After performing DIAMOND BLASTx and DAA “meganization” on 20220302, the next step was to import the DAA files into MEGAN6 for analyzing the resulting taxonomic assignments of the Crassostrea virginica (Eastern oyster) unmapped BSseq reads that Steven generated.

“Meganized” DAA files were imported into MEGAN6 (v.6.21.5), via the “Import from BLAST” dialog menu. All paired read DAA files were imported together (but not using the “paired reads” option, since I didn’t provide the corresponding FastQ files for this - no real reason; just didn’t think it necessary for this particulary analysis) using the megan-map-Jan2021.db for Taxonomy. This importation generated a single corresponding RMA6 (i.e one RMA6 file for each pair of DAA files). In retrospect, I should have just converted the DAA files to RMA6 during the DIAMOND BLASTx and DAA “meganization” on 20220302. It would’ve saved a lot of memory-related issues when trying to import many DAA files in a single MEGAN6 session…

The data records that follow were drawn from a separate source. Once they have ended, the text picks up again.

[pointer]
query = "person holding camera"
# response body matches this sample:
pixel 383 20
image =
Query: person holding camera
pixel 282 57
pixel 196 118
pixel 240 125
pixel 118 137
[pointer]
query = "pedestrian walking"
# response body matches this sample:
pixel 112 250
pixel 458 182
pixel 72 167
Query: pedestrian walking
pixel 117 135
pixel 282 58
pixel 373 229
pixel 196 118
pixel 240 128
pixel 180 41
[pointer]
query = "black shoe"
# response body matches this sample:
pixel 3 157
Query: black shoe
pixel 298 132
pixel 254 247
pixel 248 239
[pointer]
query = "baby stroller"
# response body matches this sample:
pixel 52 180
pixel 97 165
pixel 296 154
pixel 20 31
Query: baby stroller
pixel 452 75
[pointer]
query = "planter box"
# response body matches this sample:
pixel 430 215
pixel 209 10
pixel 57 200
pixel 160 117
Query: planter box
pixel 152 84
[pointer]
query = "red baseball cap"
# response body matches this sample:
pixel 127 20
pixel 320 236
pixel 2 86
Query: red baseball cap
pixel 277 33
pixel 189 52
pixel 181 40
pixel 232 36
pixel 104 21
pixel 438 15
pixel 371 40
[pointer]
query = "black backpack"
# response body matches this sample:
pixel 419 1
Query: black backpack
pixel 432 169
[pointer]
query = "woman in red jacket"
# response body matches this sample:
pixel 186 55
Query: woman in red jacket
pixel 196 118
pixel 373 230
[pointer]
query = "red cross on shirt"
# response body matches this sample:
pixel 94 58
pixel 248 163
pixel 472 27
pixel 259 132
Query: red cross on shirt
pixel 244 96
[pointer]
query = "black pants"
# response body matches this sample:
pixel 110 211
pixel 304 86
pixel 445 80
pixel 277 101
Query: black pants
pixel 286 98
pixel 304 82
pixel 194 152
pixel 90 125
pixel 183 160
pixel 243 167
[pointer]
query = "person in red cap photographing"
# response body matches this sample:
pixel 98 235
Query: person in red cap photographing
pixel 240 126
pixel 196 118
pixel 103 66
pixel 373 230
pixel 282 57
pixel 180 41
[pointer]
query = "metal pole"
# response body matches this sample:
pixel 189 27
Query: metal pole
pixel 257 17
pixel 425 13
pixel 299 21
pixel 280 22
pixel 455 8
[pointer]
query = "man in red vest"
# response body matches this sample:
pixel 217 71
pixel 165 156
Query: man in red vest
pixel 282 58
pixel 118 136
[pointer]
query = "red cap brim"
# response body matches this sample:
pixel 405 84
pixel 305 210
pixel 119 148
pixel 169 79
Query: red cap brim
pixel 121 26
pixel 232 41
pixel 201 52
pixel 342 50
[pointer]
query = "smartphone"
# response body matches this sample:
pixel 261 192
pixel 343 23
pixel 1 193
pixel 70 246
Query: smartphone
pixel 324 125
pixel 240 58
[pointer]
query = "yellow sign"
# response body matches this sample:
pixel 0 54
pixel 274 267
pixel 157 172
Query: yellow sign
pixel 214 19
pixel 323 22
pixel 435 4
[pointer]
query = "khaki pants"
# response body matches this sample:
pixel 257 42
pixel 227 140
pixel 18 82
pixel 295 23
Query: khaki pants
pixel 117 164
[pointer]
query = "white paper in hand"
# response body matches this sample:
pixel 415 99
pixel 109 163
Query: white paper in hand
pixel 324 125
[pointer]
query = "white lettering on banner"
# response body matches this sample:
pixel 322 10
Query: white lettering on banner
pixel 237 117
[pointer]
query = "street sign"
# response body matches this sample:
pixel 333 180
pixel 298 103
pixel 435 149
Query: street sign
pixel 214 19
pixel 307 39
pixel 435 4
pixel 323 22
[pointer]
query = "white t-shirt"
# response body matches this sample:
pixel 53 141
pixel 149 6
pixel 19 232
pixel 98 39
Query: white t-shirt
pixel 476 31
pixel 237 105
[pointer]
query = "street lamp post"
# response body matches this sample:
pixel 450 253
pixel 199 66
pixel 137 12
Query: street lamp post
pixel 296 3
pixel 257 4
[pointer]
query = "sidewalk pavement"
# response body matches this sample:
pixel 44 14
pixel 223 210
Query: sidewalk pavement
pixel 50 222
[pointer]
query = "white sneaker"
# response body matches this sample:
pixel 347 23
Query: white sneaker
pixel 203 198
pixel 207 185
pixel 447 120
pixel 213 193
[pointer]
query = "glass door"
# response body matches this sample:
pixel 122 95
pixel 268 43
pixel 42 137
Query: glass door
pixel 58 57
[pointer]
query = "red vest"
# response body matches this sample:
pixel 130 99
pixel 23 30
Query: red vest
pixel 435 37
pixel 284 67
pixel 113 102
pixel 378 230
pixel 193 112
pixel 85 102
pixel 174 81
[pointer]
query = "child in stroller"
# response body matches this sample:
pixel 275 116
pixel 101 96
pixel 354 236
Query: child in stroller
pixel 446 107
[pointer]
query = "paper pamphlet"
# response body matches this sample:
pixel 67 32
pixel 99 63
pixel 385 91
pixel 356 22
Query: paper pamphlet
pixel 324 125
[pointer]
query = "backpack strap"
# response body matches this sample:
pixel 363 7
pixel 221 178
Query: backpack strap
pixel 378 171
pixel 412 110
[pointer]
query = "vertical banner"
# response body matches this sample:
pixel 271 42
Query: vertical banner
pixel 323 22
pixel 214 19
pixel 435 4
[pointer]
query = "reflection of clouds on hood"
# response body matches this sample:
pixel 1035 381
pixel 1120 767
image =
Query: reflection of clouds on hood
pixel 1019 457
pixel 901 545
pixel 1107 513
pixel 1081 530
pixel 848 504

After conversion to RMA6, a new “Comparison” was created, which allows visualization of taxonomic assignments across all samples, simultaneously.

RESULTS

Output folder:

20220309-cvir-unmapped_bsseq-megan/
- MEGAN6 Comparison file (2.3MB):
  - 20220309-cvir-unmapped_bsseq-megan/20220309-cvir-unmapped-bsseq-comparison.megan

It looked like the bulk of reads in all samples (i.e. > 75%) get assigned to the genus Crassostrea (see images at bottom of post).

Wordcloud of taxonomic assignments of reads for each sample (Genus level):

Wordcloud of taxonomic assignments for all unmapped BSseq reads in each sample at the “Genus” level generated using MEGAN6 software, with the Genus “Crassostrea” as the most prominent of all the words present. In fact, all other words so small as to be illegible.

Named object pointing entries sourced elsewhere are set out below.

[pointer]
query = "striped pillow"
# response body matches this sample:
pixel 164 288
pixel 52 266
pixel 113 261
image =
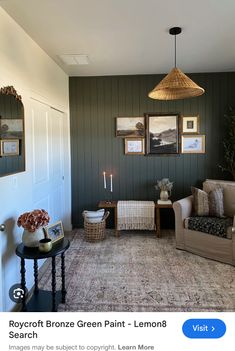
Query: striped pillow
pixel 200 202
pixel 216 202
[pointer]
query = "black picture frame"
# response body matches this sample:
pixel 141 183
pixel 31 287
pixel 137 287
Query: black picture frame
pixel 162 133
pixel 130 127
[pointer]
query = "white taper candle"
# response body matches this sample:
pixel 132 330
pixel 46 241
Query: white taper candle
pixel 111 182
pixel 104 175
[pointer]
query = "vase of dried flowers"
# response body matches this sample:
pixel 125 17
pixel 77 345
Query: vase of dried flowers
pixel 165 187
pixel 33 223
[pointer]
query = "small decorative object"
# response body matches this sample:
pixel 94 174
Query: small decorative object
pixel 45 245
pixel 10 90
pixel 190 124
pixel 55 231
pixel 134 146
pixel 130 127
pixel 33 223
pixel 193 144
pixel 162 134
pixel 165 187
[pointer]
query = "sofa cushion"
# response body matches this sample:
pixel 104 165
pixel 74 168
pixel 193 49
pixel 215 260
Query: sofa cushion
pixel 229 193
pixel 200 202
pixel 210 225
pixel 216 202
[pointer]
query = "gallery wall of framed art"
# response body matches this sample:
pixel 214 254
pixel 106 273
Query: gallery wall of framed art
pixel 161 134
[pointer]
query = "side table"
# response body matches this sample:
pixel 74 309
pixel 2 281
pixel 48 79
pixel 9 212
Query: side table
pixel 111 204
pixel 41 300
pixel 158 206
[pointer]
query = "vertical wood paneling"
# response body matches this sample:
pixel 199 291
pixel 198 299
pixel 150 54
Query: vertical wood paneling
pixel 94 104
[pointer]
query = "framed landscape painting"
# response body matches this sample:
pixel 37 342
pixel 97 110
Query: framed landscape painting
pixel 11 128
pixel 130 127
pixel 193 144
pixel 134 146
pixel 190 124
pixel 162 135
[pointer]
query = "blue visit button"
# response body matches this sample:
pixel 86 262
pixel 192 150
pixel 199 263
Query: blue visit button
pixel 204 328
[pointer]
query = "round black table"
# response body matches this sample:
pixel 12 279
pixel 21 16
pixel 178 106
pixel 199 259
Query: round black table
pixel 41 300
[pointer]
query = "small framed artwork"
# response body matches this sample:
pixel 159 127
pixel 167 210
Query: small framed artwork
pixel 190 124
pixel 55 231
pixel 11 128
pixel 134 146
pixel 9 147
pixel 193 144
pixel 162 135
pixel 130 127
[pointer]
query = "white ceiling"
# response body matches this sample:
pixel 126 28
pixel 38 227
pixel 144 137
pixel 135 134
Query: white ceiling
pixel 124 37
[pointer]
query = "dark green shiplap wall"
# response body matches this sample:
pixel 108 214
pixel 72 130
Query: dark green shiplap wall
pixel 94 104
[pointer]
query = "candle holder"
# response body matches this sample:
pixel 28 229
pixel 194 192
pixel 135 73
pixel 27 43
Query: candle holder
pixel 109 200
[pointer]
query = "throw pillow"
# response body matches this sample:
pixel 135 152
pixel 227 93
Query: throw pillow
pixel 200 202
pixel 216 202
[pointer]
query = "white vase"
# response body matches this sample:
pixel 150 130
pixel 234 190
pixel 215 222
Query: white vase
pixel 164 195
pixel 31 239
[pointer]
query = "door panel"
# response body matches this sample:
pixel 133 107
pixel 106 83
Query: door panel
pixel 48 184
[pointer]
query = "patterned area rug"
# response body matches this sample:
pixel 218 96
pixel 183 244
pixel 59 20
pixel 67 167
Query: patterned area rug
pixel 139 272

Phylogenetic tree of taxonomic assignments of reads for each sample (Genus level):

Phylogenetic tree of unmapped BSseq reads generated by MEGN6 software showing that most reads in all samples examined are assigned to the Genus “Crassostrea”

And, here’s the tree at the species level to help confirm that there’s not a bunch of C.gigas contamination and that it’s primarily Crassostrea virginica (Eastern oyster):

Phylogenetic tree of unmapped BSseq reads generated by MEGN6 software showing that most reads in all samples examined are assigned to the Species”Crassostrea virginica”

So, not sure why they’re not getting mapped originally.

I’m assuming these came from Bismark? If yes, the manual provides a bit of insight into capturing unmapped reads. Additionally, a comparison of unmapped reads and ambiguous reads might allow a better grasp of what’s happening:

--un

Write all reads that could not be aligned to the file _unmapped_reads.fq.gz in the output directory. Written reads will appear as they did in the input, without any translation of quality values that may have taken place within Bowtie or Bismark. Paired-end reads will be written to two parallel files with _1 and _2 inserted in their filenames, i.e. unmapped_reads_1.fq.gz and unmapped_reads_2.fq.gz. Reads with more than one valid alignment with the same number of lowest mismatches (ambiguous mapping) are also written to unmapped_reads.fq.gz unless --ambiguous is also specified.

--ambiguous

Write all reads which produce more than one valid alignment with the same number of lowest mismatches or other reads that fail to align uniquely to _ambiguous_reads.fq. Written reads will appear as they did in the input, without any of the translation of quality values that may have taken place within Bowtie or Bismark. Paired-end reads will be written to two parallel files with _1 and _2 inserted in their filenames, i.e. _ambiguous_reads_1.fq and _ambiguous_reads_2.fq. These reads are not written to the file specified with --un.